Proxmox - Smartest ZFS Pool Replication Process Across Cluster?

@computergeek125 · edit-2 2 months ago

I think you’re asking too much from ZFS. Ceph, Gluster, or some other form of cluster native filesystem (GFS, OCFS, Lustre, etc) would handle all of the replication/writes atomically in the background instead of having replication run as a post processor on top of an existing storage solution.

You specifically mention a gap window - that gap window is not a bug, it’s a feature of using a replication timer, even if it’s based on an atomic snapshot. The only way to get around that gap is to use different tech. In this case, all of those above options have the ability to replicate data whenever the VM/CT makes a file I/O - and the workload won’t get a write acknowledgement until the replication has completed successfully. As far as the workload is concerned, the write just takes a few extra milliseconds compared to pure local storage (which many workloads don’t actually care about)

I’ve personally been working on a project to convert my lab from ESXi vSAN to PVE+Ceph, and conversions like that (even a simpler one like PVE+ZFS to PVE+Ceph would require the target disk to be wiped at some point in the process.

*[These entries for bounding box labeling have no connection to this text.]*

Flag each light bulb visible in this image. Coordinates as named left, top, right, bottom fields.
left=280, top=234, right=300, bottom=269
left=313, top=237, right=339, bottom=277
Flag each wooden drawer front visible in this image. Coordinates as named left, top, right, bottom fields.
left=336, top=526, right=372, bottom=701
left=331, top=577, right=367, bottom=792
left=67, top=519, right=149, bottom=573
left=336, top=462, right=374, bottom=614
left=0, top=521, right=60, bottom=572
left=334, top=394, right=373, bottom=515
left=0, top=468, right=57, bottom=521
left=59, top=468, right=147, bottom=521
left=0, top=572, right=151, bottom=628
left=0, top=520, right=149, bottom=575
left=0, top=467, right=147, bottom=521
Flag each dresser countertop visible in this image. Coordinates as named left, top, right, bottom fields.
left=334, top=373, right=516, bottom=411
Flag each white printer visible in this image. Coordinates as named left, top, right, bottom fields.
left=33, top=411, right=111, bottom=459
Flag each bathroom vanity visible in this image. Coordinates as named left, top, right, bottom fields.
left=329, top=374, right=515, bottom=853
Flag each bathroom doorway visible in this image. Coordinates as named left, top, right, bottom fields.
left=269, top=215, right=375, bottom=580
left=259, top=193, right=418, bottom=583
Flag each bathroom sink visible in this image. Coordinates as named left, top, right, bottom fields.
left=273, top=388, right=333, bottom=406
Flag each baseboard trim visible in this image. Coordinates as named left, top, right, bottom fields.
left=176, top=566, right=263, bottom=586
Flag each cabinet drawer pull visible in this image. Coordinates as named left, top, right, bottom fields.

You could try temporarily storing your data on an external hard drive via USB, or if you can get your workloads into a quiet state or maintenance window, you could use the replication you already have and rebuild the disk (but not the PVE OS itself) one node at a time, and restore/migrate the workload to the new Ceph target as it’s completed.

On paper, (I have not yet personally tested this), you could even take it a step farther: for all of your VMs that connect to the NFS share for their data, you could replace that NFS container (a single point of failure) with the cluster storage engine itself. There’s not a rule I know of that says you can’t. That way, your VM data is directly written to the engine at a lower latency than VM -> NFS -> ZFS/Ceph/etc

@pr0927 · 2 months ago

Oh I didn’t think the gap window is a bug - I was just acknowledging it, and I’m OK with it.

Definitely some ideas one day for the future but with my current time, architecture, and folks depending on certain services (and my own sanity with the many months I already spent on this), not really looking to re-do anything or wipe drives.

Just want to make the best of my ZFS situation for now - I know it can’t do everything that Ceph and GlusterFS can do.